How Purefy Protects Your Data

Purefy takes protecting your data and maintaining your trust very seriously. We have established a comprehensive security and compliance program to ensure that our customers can easily and securely find the best rate on their new loan.

Calculating your real-time rates from the industry's best lenders...

Secure Personnel

Purefy ensures that only vetted employees are given access to our systems.
  • All Purefy contractors and employees undergo background checks prior to being engaged or employed by us in accordance with local laws and industry best practices.
  • Confidentiality agreements are signed by all employees, contractors, and others who have a need to access our systems.
  • We embed the culture of security into our business by conducting employee security training & testing using current and emerging techniques that attack vectors.

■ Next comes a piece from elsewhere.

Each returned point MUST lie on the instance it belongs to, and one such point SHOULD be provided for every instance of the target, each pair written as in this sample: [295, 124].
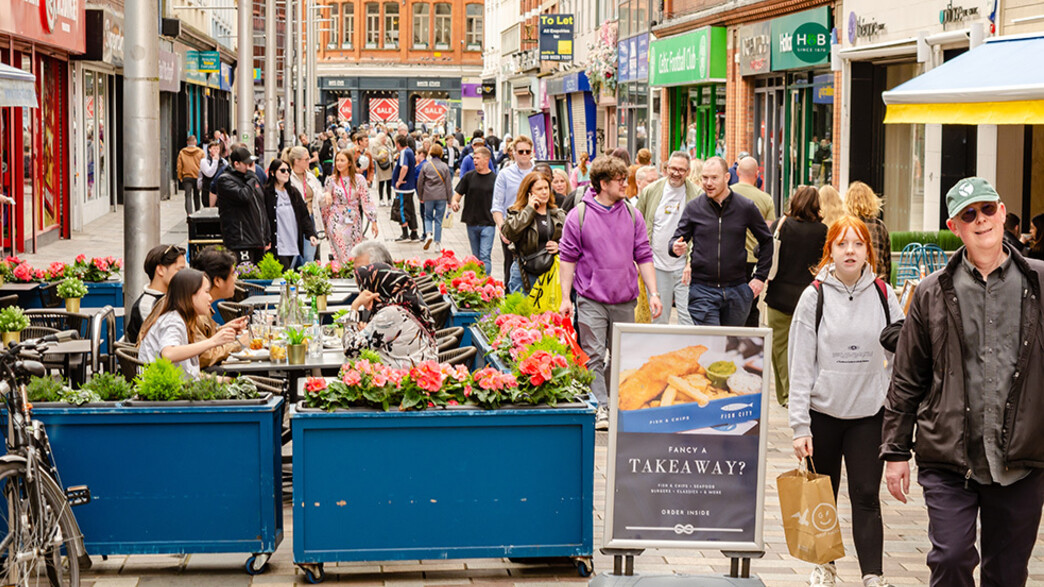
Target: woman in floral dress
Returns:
[346, 204]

Secure Development and Testing

Purefy uses secure development lifecycles principles and third-party testing to ensure our systems are secure for you, the customer.
Purefy hires talented external penetration testers to attempt to hack our systems and validate our security practices.
All team members that are regularly involved in any system development undergo annual secure development training

Software development is conducted in line with OWASP Top 10 recommendations for web application security.

Cloud Security

Purefy uses a cutting-edge Microsoft Azure cloud environment that is continually updated with the latest physical and network security features.
  • All data is encrypted at rest and in transmission using financial-grade tech to prevent any unauthorized access and prevent data breaches.
  • Our entire platform is continuously monitored using Microsoft cloud defense tools and subject to third-party penetration testing and vulnerability scanning.
  • Purefy uses role-based access controls, meaning that only Purefy’s most senior technology and security administrators have access to your most sensitive data.

Compliance

Purefy’s external certification process provides independent assurance of our dedication to protecting your data. We use trusted third parties to regularly assess and validate the protections and effective security practices Purefy has in place.

SOC 2 Type 2

Purefy successfully completed the AICPA Service Organization Control (SOC) 2 Type II audit. The audit confirms that Purefy’s information security practices, policies, procedures, and operations meet the SOC 2 standards for security.

Purefy was audited by Prescient Assurance, a leader in security and compliance certifications for technology companies worldwide. Prescient Assurance is a registered public accounting firm in the US and Canada.

The unqualified opinion on our SOC 2 Type II audit report demonstrates that we manage customer data with the highest standard of security and compliance.